SIMD Based basic GPU Implementation (Work in progress)
(openLANE RTL-GDSII steps) & cocoTB verification openlane2 nixx setup
gpu.sv
├── dcr.sv
├── controller.sv (for data memory inst- data_mem_controller)
├── controller.sv (for program memory inst - prog_mem_controller)
├── dispatch.sv
└── compute_core.sv (multiple instances)
├── fetch.sv
├── decoder.sv
├── scheduler.sv
├── simple_alu.sv (per thread)
├── load_store_unit.sv (per thread)
├── program_counter.sv
└── registers.sv (per thread)
ISA Details
| Instruction | Opcode | Semantics | Description |
|---|---|---|---|
| NOP | 0000 xxxx xxxx xxxx | PC = PC + 1 | Advances to the next instruction without operation. |
| BRNZP | 0001 nzzp xIII IIII | NZP ? PC = IMM8 | Branches to IMM8 if NZP condition codes match; takes branch if any thread meets per-thread NZP based on signed difference of Rs and Rt. |
| CMP | 0010 xxxx sss ttt | NZP = sign(Rs - Rt) | Sets per-thread NZP based on signed difference of Rs and Rt. |
| ADD | 0011 ddddd sss ttt | Rd = Rs + Rt | Adds Rs and Rt, stores in Rd (if Rd < 13). |
| SUB | 0100 ddddd sss ttt | Rd = Rs - Rt | Subtracts Rt from Rs, stores in Rd (if Rd < 13). |
| MUL | 0101 ddddd sss ttt | Rd = Rs * Rt | Multiplies Rs and Rt, stores in Rd (if Rd < 13). |
| DIV | 0110 ddddd sss ttt | Rd = Rs / Rt | Divides Rs by Rt, stores in Rd (if Rd < 13, Rt ≠ 0). |
| LDR | 0111 ddddd sss xxxx | Rd = global_data_mem[Rs] | Loads value from data memory address Rs to Rd (if Rd < 13). |
| STR | 1000 xxxx sss ttt | global_data_mem[Rs] = Rt | Stores Rt to data memory address Rs. |
| CONST | 1001 ddddd IIII IIII | Rd = IMM8 | Loads 8-bit immediate into Rd (if Rd < 13). |
| HALT | 1111 xxxx xxxx xxxx | done | Halts execution, signaling core completion. |
Register File Each thread has 16 registers (8-bit each):
R0 to R12: General-purpose, read/write.
R13: Read-only, stores block_id.
R14: Read-only, stores THREADS_PER_BLOCK.

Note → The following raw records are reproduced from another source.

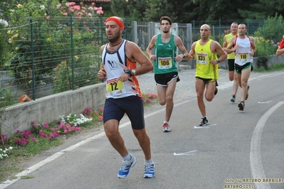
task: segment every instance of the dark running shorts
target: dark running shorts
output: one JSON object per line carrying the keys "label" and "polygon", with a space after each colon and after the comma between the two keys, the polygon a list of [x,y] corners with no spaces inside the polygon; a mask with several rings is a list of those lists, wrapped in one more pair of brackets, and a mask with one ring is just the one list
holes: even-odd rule
{"label": "dark running shorts", "polygon": [[235,70],[235,59],[228,59],[228,71]]}
{"label": "dark running shorts", "polygon": [[179,82],[179,77],[177,72],[165,73],[165,74],[155,74],[154,79],[156,85],[167,87],[167,85],[174,79],[177,79],[177,82]]}
{"label": "dark running shorts", "polygon": [[203,80],[203,82],[204,82],[204,84],[206,84],[206,83],[209,83],[209,82],[216,82],[216,87],[219,86],[219,85],[218,85],[217,80],[212,80],[212,79],[201,78],[201,77],[195,77],[195,78],[196,78],[196,80]]}
{"label": "dark running shorts", "polygon": [[120,122],[126,114],[130,120],[132,129],[142,129],[145,126],[143,106],[142,99],[137,96],[107,99],[103,111],[103,123],[110,119]]}
{"label": "dark running shorts", "polygon": [[246,68],[248,68],[250,67],[251,67],[251,70],[253,71],[253,63],[247,63],[243,65],[239,65],[238,64],[235,63],[235,71],[237,74],[241,74],[241,70],[245,70]]}

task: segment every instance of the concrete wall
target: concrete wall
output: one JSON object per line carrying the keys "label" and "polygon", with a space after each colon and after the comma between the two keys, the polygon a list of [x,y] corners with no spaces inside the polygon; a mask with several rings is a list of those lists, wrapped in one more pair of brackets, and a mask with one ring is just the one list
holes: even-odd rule
{"label": "concrete wall", "polygon": [[81,114],[87,107],[103,107],[105,98],[105,84],[99,83],[14,105],[3,114],[2,134],[10,138],[16,130],[30,130],[32,121],[59,122],[60,116]]}

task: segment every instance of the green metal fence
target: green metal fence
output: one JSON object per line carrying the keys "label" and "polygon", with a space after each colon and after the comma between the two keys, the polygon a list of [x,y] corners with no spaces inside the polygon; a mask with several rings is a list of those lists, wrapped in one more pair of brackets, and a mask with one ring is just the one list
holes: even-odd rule
{"label": "green metal fence", "polygon": [[[0,28],[1,43],[9,48],[5,55],[1,55],[5,59],[1,59],[0,99],[7,95],[7,91],[17,92],[18,97],[24,94],[36,99],[101,82],[97,72],[100,46],[107,42],[104,26],[106,18],[63,16],[46,20],[31,16],[19,18],[19,21],[11,23],[9,28]],[[124,21],[122,37],[133,40],[132,20],[125,18]],[[248,34],[256,38],[258,53],[274,53],[277,42],[284,34],[282,19],[194,21],[192,40],[200,38],[200,26],[207,23],[211,28],[212,38],[222,44],[233,21],[246,24]],[[179,34],[185,43],[189,40],[183,29],[186,24],[179,26]],[[144,50],[149,43],[149,24],[141,23],[139,27],[136,36],[142,38],[138,41],[143,43],[138,45]]]}
{"label": "green metal fence", "polygon": [[[103,18],[29,17],[2,30],[9,48],[1,87],[33,99],[98,82]],[[5,95],[5,94],[0,94]]]}

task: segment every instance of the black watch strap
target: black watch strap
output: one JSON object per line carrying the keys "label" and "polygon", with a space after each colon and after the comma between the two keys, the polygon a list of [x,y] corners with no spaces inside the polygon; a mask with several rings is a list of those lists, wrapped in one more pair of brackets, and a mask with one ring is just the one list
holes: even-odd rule
{"label": "black watch strap", "polygon": [[126,70],[125,71],[125,73],[128,73],[129,75],[130,76],[130,77],[132,77],[132,72],[131,72],[130,70]]}

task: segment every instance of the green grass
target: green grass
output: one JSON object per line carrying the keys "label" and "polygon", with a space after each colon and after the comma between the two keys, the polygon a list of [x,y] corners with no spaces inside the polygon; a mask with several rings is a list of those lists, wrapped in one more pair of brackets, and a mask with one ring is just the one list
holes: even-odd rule
{"label": "green grass", "polygon": [[[144,107],[150,107],[152,104],[157,103],[158,100],[157,95],[154,94],[142,94],[143,99],[145,101]],[[150,102],[147,101],[150,99]],[[95,121],[95,122],[85,123],[83,126],[80,126],[81,130],[76,132],[70,132],[64,135],[61,135],[61,137],[54,138],[50,141],[48,138],[38,139],[38,142],[30,141],[28,145],[23,146],[14,146],[13,143],[5,143],[5,148],[8,148],[12,146],[13,149],[9,157],[0,160],[0,182],[4,181],[7,179],[15,178],[15,175],[17,173],[21,172],[24,170],[23,168],[23,162],[28,161],[31,157],[36,154],[39,154],[41,152],[50,149],[53,147],[61,145],[65,140],[74,134],[80,134],[80,132],[88,131],[95,128],[99,128],[102,124],[102,122]],[[31,138],[36,137],[34,134],[31,136]],[[2,145],[0,148],[5,148]],[[31,178],[28,176],[21,178]]]}

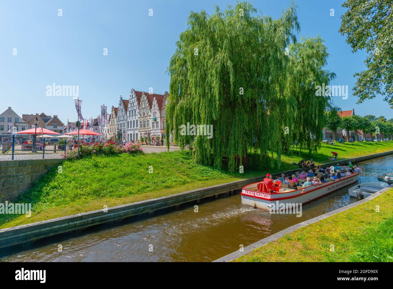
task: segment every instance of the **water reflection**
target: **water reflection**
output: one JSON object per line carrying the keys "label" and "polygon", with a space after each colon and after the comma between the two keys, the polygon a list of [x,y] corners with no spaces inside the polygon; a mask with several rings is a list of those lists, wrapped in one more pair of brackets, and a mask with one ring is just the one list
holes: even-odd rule
{"label": "water reflection", "polygon": [[[387,156],[359,163],[364,172],[358,181],[376,180],[392,169]],[[7,252],[2,261],[211,261],[303,221],[357,200],[350,198],[349,187],[303,207],[303,214],[271,215],[241,203],[239,194],[222,196],[148,219],[135,218],[128,223],[97,230],[90,229],[66,240],[22,252]],[[62,251],[58,251],[58,245]],[[153,251],[149,252],[149,246]]]}

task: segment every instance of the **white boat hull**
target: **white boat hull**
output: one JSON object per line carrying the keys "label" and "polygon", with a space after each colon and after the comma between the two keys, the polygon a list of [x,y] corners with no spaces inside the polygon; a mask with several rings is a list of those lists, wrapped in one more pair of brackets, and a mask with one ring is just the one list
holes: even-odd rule
{"label": "white boat hull", "polygon": [[242,190],[242,203],[253,207],[271,210],[279,207],[293,207],[299,204],[304,204],[313,200],[353,184],[358,180],[359,174],[352,174],[336,181],[327,181],[316,186],[312,185],[302,189],[287,192],[268,194],[256,190],[245,189]]}
{"label": "white boat hull", "polygon": [[349,196],[356,198],[358,198],[356,192],[358,190],[362,191],[363,198],[367,198],[371,196],[374,193],[378,192],[384,188],[389,187],[389,185],[387,183],[383,182],[367,182],[362,184],[357,185],[348,189],[348,192]]}

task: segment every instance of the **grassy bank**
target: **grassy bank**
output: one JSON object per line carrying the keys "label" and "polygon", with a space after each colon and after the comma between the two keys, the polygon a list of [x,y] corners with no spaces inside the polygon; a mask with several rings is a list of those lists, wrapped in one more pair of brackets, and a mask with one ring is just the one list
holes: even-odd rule
{"label": "grassy bank", "polygon": [[[62,172],[53,170],[36,182],[18,200],[32,203],[32,216],[0,215],[0,228],[53,219],[169,196],[196,188],[296,168],[292,163],[313,157],[325,163],[332,150],[338,159],[393,150],[393,142],[355,143],[332,146],[323,144],[310,155],[297,151],[282,157],[281,167],[263,171],[246,169],[244,173],[193,163],[188,152],[143,155],[123,154],[66,161]],[[149,173],[152,167],[153,173]]]}
{"label": "grassy bank", "polygon": [[286,235],[235,261],[393,262],[392,211],[391,189]]}

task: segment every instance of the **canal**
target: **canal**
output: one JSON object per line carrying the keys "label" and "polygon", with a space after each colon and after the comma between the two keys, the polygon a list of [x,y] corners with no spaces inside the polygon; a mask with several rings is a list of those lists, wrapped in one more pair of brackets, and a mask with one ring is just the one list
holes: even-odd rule
{"label": "canal", "polygon": [[[392,170],[393,156],[359,163],[358,181],[376,181]],[[2,252],[1,261],[211,261],[292,225],[357,201],[346,187],[303,206],[302,215],[270,214],[241,203],[239,193],[184,204],[148,218],[130,218],[117,227],[86,229],[73,237],[53,237],[26,251]],[[59,252],[59,245],[62,250]]]}

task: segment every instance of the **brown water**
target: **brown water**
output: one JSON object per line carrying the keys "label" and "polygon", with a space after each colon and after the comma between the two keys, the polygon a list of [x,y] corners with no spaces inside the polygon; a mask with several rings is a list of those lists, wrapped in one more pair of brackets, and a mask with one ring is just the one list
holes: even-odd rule
{"label": "brown water", "polygon": [[[359,182],[393,170],[393,157],[359,163]],[[270,214],[241,203],[240,194],[221,195],[121,225],[88,229],[80,236],[54,237],[26,251],[2,252],[1,261],[211,261],[292,225],[357,201],[346,187],[303,207],[303,215]],[[58,245],[62,251],[58,251]],[[149,246],[152,252],[149,251]],[[4,256],[4,255],[7,256]]]}

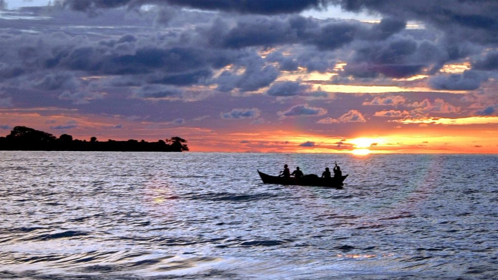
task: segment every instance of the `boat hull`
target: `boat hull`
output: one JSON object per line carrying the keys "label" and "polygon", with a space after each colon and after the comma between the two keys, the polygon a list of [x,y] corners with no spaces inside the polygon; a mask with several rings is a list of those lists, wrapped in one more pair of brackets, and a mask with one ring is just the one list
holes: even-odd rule
{"label": "boat hull", "polygon": [[284,178],[278,176],[271,176],[257,170],[261,179],[264,184],[277,184],[279,185],[294,185],[299,186],[317,186],[329,187],[338,189],[342,188],[343,182],[348,177],[348,175],[341,178],[333,177],[329,178],[320,178],[316,175],[307,175],[301,178],[291,177]]}

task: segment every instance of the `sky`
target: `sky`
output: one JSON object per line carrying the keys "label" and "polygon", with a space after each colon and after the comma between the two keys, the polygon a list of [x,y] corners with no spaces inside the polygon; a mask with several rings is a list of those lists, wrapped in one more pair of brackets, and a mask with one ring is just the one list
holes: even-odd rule
{"label": "sky", "polygon": [[0,0],[0,136],[498,153],[495,0]]}

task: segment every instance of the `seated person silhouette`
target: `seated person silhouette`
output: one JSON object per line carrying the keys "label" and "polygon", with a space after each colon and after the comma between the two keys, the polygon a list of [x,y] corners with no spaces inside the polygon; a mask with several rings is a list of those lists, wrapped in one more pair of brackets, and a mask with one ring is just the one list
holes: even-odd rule
{"label": "seated person silhouette", "polygon": [[340,167],[337,164],[336,164],[336,166],[334,167],[334,177],[341,178],[342,176],[342,171],[341,171],[341,167]]}
{"label": "seated person silhouette", "polygon": [[287,164],[283,166],[283,171],[281,171],[279,177],[283,176],[284,178],[289,178],[290,177],[290,171],[287,167]]}
{"label": "seated person silhouette", "polygon": [[325,168],[325,171],[322,173],[322,178],[331,178],[330,176],[330,169],[329,167]]}
{"label": "seated person silhouette", "polygon": [[296,178],[301,178],[303,175],[303,171],[299,170],[299,166],[296,167],[296,170],[292,171],[292,173],[290,174],[291,176],[293,176]]}

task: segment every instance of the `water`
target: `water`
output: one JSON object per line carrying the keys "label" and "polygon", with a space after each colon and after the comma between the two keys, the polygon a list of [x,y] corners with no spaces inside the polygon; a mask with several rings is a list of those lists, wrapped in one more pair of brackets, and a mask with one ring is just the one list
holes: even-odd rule
{"label": "water", "polygon": [[[492,279],[498,155],[0,151],[0,279]],[[261,183],[284,163],[344,189]]]}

R15: Read-only, stores local thread index (0 to THREADS_PER_BLOCK-1). Writes to R13–R15 are ignored, enabling kernels to access block and thread metadata for SIMD execution
Functionality: Acts as the top-level module that integrates all components of the tiny GPU. Responsibilities: Instantiates submodules such as dcr.sv, controller.sv (for data and program memory), dispatch.sv, and multiple compute_core.sv instances. Manages the overall control flow, including starting/resetting the GPU and signaling kernel execution completion. Connects submodules to external memory interfaces for program and data memory.
Functionality: Implements the Device Control Register. Responsibilities: Stores the total number of threads (thread_count) to be executed for the kernel. Updates thread_count when the device control write enable signal is asserted.
Functionality: Serves as the memory controller for data memory. Responsibilities: Manages read and write requests from load-store units (LSUs) in compute cores to external data memory. Arbitrates between multiple LSUs using a round-robin scheme. Interfaces with external data memory using valid/ready handshakes.
Functionality: Serves as the memory controller for program memory. Responsibilities: Manages read requests from fetch units in compute cores to external program memory. Arbitrates between multiple fetch units using a round-robin scheme. Interfaces with external program memory using valid/ready handshakes (write operations are disabled as it’s read-only).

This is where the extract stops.